Foi um dos fundadores desse grupo irrepetível que foram os Quatro Elementos Editores. Doutorado em Teoria da Literatura, é ensaísta, professor (aposentado) da Faculdade de Letras da Universidade de Lisboa e presidente da Associação Portuguesa dos Críticos Literários. Nasceu em 1949, não para escrever poemas e romances – e faz questão de o repetir a cada livro publicado – mas para marcar o campo dos estudos literários. Livros como Herberto Helder, um Silêncio de Bronze (1983), Matéria Negra (1993), ou A Espiritualidade Clandestina de José Saramago (2014) constituem pontos altos do nosso ensaísmo. Manuel Frias Martins define-se como um homem sem grandes convencimentos, com mais dúvidas que certezas.

 

O título do seu mais recente livro de ensaios, “A lágrima de Ulisses”, assume-se como a metáfora d' “O regresso da percepção do humano como princípio estruturante da literatura”. A desdita do herói de Homero parece uma tremenda conta de somar. As parcelas, essas, há-de Ulisses contá-las, tim-tim por tim-tim, no país dos Feaces. Faltava ainda a desgraça do seu fiel amigo, Argos, o cão que o reconhece após vinte arrastados anos de ausência, que o faz soltar uma lágrima que logo procura esconder. É neste lance da Odisseia que o título deste volume de ensaios se inspirou.
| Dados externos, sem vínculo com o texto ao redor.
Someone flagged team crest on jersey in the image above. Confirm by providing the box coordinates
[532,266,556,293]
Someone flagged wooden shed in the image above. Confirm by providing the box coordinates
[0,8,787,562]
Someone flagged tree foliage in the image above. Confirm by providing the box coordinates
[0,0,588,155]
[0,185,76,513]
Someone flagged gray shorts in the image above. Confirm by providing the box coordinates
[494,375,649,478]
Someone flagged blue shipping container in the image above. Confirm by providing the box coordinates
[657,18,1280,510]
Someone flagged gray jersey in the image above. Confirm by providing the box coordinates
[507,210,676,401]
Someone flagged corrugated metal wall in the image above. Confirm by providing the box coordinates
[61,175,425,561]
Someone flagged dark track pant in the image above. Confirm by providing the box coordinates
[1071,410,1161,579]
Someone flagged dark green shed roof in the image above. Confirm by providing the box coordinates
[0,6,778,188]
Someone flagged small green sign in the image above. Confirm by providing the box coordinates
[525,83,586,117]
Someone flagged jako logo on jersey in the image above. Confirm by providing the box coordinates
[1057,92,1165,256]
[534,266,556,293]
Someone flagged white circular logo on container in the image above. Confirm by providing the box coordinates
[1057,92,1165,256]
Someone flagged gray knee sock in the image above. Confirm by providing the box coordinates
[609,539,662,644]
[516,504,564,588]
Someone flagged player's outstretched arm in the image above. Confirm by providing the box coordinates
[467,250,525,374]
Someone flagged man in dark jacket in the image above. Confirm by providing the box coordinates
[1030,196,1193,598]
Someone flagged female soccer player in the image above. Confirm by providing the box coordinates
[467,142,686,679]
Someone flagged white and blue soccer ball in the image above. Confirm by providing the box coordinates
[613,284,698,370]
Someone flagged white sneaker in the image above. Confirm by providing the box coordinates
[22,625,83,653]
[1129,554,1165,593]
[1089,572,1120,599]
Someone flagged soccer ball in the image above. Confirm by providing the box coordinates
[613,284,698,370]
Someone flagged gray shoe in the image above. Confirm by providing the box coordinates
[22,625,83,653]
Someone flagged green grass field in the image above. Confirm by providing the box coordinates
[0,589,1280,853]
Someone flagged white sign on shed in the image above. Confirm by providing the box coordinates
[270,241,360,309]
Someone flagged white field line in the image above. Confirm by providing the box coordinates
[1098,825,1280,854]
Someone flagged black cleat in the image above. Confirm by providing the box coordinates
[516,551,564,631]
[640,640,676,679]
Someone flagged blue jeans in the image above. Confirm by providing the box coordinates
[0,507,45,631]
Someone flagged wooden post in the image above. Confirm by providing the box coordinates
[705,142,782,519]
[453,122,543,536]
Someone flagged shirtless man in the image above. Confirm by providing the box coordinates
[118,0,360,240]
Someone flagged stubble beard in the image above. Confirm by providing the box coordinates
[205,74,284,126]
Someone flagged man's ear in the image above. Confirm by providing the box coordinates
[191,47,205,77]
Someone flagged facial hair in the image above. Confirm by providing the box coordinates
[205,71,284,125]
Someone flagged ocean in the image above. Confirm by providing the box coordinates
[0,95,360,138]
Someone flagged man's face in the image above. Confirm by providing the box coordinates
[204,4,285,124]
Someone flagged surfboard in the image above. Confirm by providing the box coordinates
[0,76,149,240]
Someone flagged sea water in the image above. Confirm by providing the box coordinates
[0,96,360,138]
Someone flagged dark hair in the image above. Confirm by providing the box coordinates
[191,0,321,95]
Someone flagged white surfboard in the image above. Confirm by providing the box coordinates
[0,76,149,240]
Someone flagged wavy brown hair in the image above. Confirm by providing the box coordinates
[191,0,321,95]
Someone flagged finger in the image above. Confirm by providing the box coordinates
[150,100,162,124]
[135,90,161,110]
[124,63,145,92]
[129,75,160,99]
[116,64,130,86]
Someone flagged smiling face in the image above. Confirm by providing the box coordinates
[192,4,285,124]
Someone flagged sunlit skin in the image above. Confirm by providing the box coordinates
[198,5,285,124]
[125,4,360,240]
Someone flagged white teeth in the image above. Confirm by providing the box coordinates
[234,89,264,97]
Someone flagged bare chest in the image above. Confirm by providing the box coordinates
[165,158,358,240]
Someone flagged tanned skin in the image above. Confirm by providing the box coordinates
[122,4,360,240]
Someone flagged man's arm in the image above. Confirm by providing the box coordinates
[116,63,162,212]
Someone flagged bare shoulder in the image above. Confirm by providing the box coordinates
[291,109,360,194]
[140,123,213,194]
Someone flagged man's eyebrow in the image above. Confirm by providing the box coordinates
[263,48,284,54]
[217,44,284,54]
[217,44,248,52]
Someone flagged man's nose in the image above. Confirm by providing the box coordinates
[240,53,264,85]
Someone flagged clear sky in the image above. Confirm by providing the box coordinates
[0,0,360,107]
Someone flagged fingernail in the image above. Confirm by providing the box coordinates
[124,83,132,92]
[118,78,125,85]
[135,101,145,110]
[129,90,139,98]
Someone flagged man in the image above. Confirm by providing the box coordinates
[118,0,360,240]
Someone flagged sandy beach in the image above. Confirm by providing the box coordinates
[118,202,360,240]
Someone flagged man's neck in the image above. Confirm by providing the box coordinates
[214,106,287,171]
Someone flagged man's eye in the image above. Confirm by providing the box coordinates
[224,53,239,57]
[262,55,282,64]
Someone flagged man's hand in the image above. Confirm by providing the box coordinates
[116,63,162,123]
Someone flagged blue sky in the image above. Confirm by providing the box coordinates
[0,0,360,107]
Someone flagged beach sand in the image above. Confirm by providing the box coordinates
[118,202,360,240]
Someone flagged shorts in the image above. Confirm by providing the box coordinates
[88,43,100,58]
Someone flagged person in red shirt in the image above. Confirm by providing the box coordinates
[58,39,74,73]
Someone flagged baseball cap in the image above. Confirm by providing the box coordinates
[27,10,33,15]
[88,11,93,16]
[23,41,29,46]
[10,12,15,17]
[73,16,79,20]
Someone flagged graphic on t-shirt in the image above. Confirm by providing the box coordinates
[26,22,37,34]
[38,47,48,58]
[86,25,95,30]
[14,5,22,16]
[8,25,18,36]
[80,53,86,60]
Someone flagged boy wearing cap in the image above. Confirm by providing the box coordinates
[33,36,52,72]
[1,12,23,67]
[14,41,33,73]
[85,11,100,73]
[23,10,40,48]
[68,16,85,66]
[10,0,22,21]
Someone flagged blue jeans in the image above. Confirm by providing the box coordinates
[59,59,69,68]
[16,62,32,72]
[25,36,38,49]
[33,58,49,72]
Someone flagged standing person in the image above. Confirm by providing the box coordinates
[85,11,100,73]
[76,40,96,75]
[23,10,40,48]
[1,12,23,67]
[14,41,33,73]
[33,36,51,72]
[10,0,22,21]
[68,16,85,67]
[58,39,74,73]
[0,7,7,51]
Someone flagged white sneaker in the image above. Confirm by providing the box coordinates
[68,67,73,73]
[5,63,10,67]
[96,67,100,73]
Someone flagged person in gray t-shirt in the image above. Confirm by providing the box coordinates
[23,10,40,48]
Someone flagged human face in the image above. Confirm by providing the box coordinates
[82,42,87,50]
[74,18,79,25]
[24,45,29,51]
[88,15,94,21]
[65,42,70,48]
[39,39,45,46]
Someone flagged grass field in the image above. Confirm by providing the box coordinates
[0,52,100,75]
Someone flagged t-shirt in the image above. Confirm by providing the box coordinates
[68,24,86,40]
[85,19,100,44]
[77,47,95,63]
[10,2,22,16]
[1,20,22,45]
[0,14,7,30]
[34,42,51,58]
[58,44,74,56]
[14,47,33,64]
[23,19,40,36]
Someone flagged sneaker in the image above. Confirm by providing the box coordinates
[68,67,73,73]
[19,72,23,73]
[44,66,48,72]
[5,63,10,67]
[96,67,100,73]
Além da boa forma, no caso ensaística, Frias Martins partilha com Ulisses o espírito aberto às curiosidades e às mutações do mundo, a coragem, que o leva a transformar nomes grandes da nossa literatura em sujeitos de culpa daquilo que é hoje reconhecido como o abandono da leitura, mas também a arte de prender pela palavra. O modo múltiplo como o consegue vai ao encontro do que a tradicional cautela universitária tem por costume desaconselhar – a  intensidade apaixonada da razão, comunicada com a naturalidade de um estilo fluente, o impacto de boas ideias, executadas sem  infestações de notas de rodapé, mas também uma certa desformalização da dicção, que toma por vezes direcções coloquiais sem nunca perder a elegância da formulação. Junte-se ainda uma bolsa de dúvidas, sem as quais não é possível avançar. “A Lágrima de Ulisses – Regimes da Cultura Literária” passa ao largo das velhas certezas académicas.¶¶

 

Os seus começos literários remontam aos Quatro Elementos Editores. Como é que surgiu este grupo?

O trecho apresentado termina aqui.